Personal information
- Born: 16 June 1964 (age 61)
- Original team: Bulleen-Templestowe
- Height: 182 cm (6 ft 0 in)
- Weight: 86 kg (190 lb)
- Position: Forward

Playing career^{1}
- Years: Club / Games (Goals)
- 1982–1992: Fitzroy / 187 (411)
- 1993: Sydney / 016 0(39)
- 1994–1996: Footscray / 051 0(98)
- 1997–1998: Collingwood / 029 0(26)
- Total:  / 283 (574)

Representative team honours
- Years: Team / Games (Goals)
- Victoria
- ^{1} Playing statistics correct to the end of 1998.

Career highlights
- Fitzroy 2nd Best & Fairest: 1984; Fitzroy Leading Goalkicker: 1986, 1987, 1988, 1989, 1992; Fitzroy Captain: 1991; Footscray Leading Goalkicker: 1995;

= Richard Osborne =

Australian rules footballer (born 1964)

Richard Osborne (born 16 June 1964) is a retired Australian rules footballer who enjoyed a lengthy career in the VFL/AFL. He played a total of 283 games in seventeen seasons, and played with four clubs, as well as representing Victoria 7 times in interstate competition.

Originally from Bulleen/Templestowe, he arrived at Fitzroy and made his senior debut in 1982 as a 17-year-old.

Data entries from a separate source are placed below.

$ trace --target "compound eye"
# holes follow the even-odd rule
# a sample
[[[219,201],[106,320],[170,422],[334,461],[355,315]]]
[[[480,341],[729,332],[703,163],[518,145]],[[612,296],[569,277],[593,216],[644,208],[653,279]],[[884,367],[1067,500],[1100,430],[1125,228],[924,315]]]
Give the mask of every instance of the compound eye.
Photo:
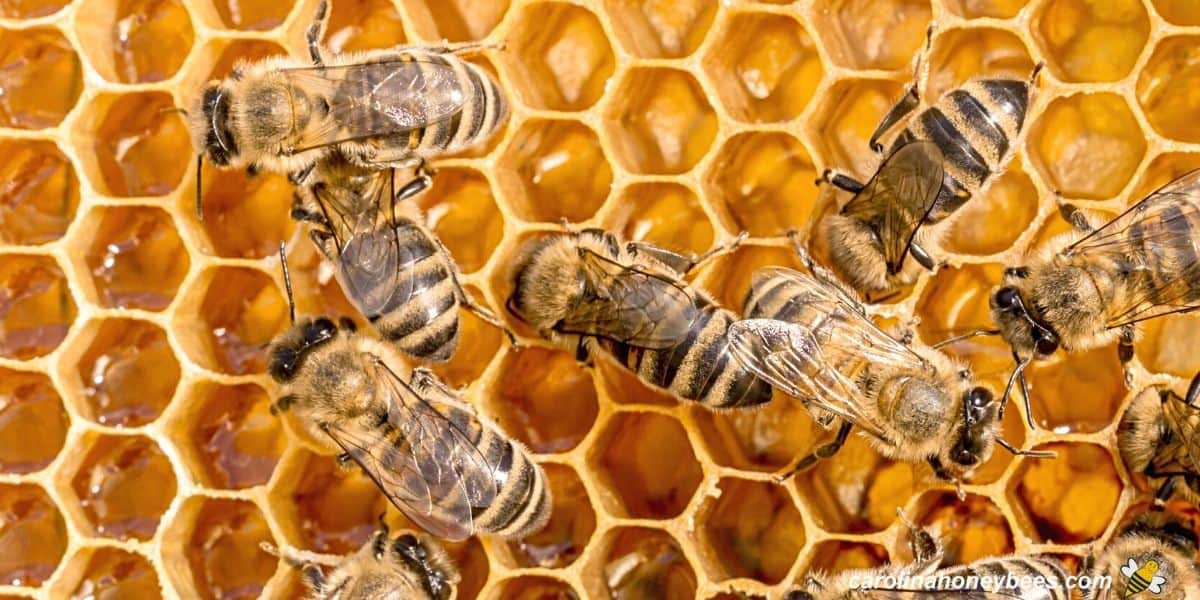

Beginning in the forward line as an understudy to Bernie Quinlan, he would go on to become Fitzroy’s leading goalkicker five times, including four consecutive seasons kicking sixty goals between 1986 and 1989. He was made captain in 1991 for one season.

At the end of the 1992 season, after 187 games and 411 goals with the Lions, Osborne indicated to Fitzroy that he wanted to leave, with a move to Essendon the most likely result. Fitzroy delisted him, however, and in the pre-season draft he went on to become the No.1 pick, and began a short-lived 16-game career at Sydney. He suffered a severe head injury in the Round 9, being taken off the ground in an ambulance and requiring resuscitation on the way to hospital, but surprisingly returned to the field just three weeks later. In Round 13, Osborne kicked ten goals in the club's only win for the entire year, against . After just one season at the Swans, he moved to Footscray in 1994.

In March 1994, during the pre-season, the Western Bulldogs released Osborne to let him participate in an NFL trial in the United States; however, the trial was unsuccessful and he returned to Australia. Osborne would play 51 games for the Bulldogs, and topped the club’s goalkicking in 1995.

At the end of 1996, Osborne changed clubs yet again, this time to Collingwood, where he played in 1997 and 1998. He managed 29 games in the two seasons at his final club, playing in a different role, half-back, whereas for most of his career he had predominantly been a forward.

In 1999, he was a boundary rider for the Seven Network during the finals series, and continued that role until Seven lost the rights to AFL coverage in 2001. In 1998, Osborne released his autobiography, Ossie Rules, co-written with Michael Hyde.

On 6 November 2009, it was announced he would coach the Monash Gryphons in Division 4 of the Victorian Amateur Football Association (VAFA) in 2010. He coached the side to a near-perfect 15–1 season, the club's first-ever premiership and promotion to Division 3.